Gray’s interview isn’t a pity party — it’s a battle cry. She slams the RCMP: no Amber Alert (despite “vulnerable children” criteria screaming for it). Blacked-out documents fueling “crazy stories.” Silence breeding rumors.
“I hold them all accountable!” she thunders, fists clenched. “Share more! Debunk the lies! The public wants to help — give us something!” Redactions in media files? “Overly cautious bull!” Tips dry up without transparency, she argues. “They complain about rumors? Fix it!”
Her phone? A lifeline to phantom hope. “Every ping… I pray it’s them.” But her heart? “It tells me they’re gone.” Still, surrender? Never.
Next month: her independent search. Volunteers. Experts. “I’ll dig every hole myself if I must.”
A Nation Weeps — And Rallies
Canada’s heart breaks. #BringLillyAndJackHome trends nationwide. Strangers flood Gray’s inbox: prayers, leads, love. “You’re us’s grandkids now,” one writes.

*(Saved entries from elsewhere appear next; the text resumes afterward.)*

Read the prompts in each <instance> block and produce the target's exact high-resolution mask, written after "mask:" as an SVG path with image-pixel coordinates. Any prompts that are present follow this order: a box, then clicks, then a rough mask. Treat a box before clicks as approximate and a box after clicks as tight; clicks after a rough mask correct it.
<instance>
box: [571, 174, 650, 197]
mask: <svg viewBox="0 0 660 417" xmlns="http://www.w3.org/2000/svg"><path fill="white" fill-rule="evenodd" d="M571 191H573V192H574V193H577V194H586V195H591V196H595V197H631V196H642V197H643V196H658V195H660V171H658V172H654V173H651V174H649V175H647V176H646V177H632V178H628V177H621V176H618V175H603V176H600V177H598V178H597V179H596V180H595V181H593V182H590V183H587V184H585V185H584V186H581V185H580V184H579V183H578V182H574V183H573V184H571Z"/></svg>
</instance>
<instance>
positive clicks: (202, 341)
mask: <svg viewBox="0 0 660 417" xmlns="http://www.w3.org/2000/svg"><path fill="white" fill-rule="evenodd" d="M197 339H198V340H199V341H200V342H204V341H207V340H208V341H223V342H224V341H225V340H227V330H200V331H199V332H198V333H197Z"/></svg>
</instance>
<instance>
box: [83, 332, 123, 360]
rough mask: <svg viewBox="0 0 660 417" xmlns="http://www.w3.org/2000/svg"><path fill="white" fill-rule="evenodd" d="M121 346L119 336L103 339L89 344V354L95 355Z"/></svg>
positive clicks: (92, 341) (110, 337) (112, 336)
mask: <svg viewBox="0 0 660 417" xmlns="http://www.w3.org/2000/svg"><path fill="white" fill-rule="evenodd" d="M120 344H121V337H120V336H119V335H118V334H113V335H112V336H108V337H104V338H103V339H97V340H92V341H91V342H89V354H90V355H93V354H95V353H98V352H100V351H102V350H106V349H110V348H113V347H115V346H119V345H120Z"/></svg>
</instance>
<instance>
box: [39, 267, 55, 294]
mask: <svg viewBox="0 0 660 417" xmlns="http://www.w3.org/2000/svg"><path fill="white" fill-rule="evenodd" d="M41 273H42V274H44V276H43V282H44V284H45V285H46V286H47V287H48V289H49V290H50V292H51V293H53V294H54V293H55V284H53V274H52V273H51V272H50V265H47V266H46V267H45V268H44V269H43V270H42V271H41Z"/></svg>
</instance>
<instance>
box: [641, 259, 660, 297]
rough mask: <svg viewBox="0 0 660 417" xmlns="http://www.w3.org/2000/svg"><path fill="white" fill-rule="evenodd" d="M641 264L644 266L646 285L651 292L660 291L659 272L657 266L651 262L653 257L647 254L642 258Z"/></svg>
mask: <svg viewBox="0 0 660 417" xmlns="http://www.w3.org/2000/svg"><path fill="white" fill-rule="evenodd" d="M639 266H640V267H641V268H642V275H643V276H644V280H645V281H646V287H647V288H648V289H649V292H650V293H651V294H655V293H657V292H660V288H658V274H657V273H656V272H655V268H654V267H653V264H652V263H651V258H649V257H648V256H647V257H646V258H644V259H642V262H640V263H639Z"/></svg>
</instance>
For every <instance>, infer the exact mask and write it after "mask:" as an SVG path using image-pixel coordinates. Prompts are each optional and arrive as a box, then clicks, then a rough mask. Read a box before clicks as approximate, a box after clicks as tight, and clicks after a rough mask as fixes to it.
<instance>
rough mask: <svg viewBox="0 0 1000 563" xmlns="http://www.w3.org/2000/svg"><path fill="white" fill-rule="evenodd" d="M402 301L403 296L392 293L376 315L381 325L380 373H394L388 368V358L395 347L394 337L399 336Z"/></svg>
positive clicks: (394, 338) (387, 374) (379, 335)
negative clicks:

The mother’s plea echoes faintly — police-muzzled, she begs silently through old photos. Martell, polygraph-passed, mourns a “mysterious” void ripping his life apart. But Gray? She’s the firebrand. “Justice is slow,” she whispers, steel returning. “But a grandmother’s love? Eternal.”
The Haunting Questions Lingering
Why no Amber Alert? RCMP: “Criteria not met.” Gray: “Vulnerable kids — automatic!”
Endless searches, zero clues? Boot prints. Lilly’s pink blanket scrap. That’s it.
Family fractures: Estranged dad. New boyfriend. Coincidence?
Where are they? Woods? Sold? Buried secrets?
Gray ends with a gut-punch: “To whoever knows… bring my babies home. I’ll fight till my last breath. They think I’ll give up? Watch me.”
As credits roll, viewers sob. Share. Demand answers. In Nova Scotia’s shadows, one woman’s vow lights a beacon: Truth will out. Love never dies.
Lilly and Jack Sullivan: Last seen May 2, 2025. Ages 6 and 4. Anyone with info: 1-800-222-TIPS. Don’t let them fade.